The information provided below is not intended to be a legal interpretation of Part 28 of the Companies Act 2014 as introduced by SI No 336 of 2024 European Union (Corporate Sustainability Reporting) Regulations 2024
Scope
What companies are included in the first wave of sustainability reporting, that is, for financial years commencing 1 January 2024?
Public-interest entities being credit institutions, insurance undertakings and undertakings with transferable securities listed on a main EU market, with more than 500 employees.
What companies are included in the second wave of sustainability reporting, that is, for financial years commencing 1 January 2025?
Large companies being companies satisfying at least 2 of 3 criteria – balance sheet greater than €25 million, turnover greater than €50 million and more than 250 employees.
What companies are included in the third wave of sustainability reporting, that is, for financial years commencing 1 January 2026?
Small and medium-sized undertakings (excluding micros) with transferable securities admitted to trading on the EU regulated markets, and small and non-complex institutions under the Capital Requirements Directive, and captive re/insurance undertakings.

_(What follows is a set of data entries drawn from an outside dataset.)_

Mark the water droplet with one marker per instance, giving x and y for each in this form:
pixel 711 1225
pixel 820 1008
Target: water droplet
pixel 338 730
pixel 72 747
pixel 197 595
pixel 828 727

Small – at least 2 of 3 of balance sheet no greater than €7.5 million with a net turnover of €15 million and 50 employees
Medium – at least 2 of 3 of balance sheet no greater than €25 million with a net turnover of €50 million and 250 employees
Are not-for profit undertakings in scope of the new rules?
The Corporate Sustainability Reporting Directive amends a series of directives including the Accounting Directive. The Accounting Directive excludes not-for-profit undertakings from its scope in line with point (g) of Article 50(2) of the Treaty on the Functioning of the European Union (TFEU) and therefore the requirement for sustainability reporting does not follow. It is a matter for an individual undertaking to establish whether it is not-profit making.
Consolidation
When does the option for consolidation of sustainability reporting by EU subsidiaries of a third country undertaking commence?
SI No 498 of 2024 European Union (Corporate Sustainability Reporting) (No 2) Regulations 2024 clarify that EU subsidiaries of a third country undertaking may report on a consolidated basis at EU level from the date of operation of the regulations.
What undertakings may not avail of the exemption from sustainability reporting on an individual or consolidated basis for certain subsidiaries, if the information is otherwise included in consolidated reporting?
SI No 498 of 2024 European Union (Corporate Sustainability Reporting) (No 2) Regulations 2024 clarify that only large undertakings with transferable securities listed on a main EU market, may not avail of the exemption.
What is the requirement for the group director’s report in the case of the subsidiary exemption where it is prepared in another EU member state?
In the case of a subsidiary whose group directors’ report is prepared in another EU member state, the reference to section 325 can be understood as a reference to the group directors’ report prepared in accordance with the Accounting Directive under the law of any EU member state.
Value chain
When do the value chain reporting requirement commence?
The new rules require in scope companies to report information on the value chain if it is material, in terms of impacts or financially. For the first three financial years on which an in scope company reports this is on a ‘comply or explain’ basis. That is in the event that not all the necessary information regarding its value chain is available, the directors of the applicable company may elect to explain their inability to obtain the information.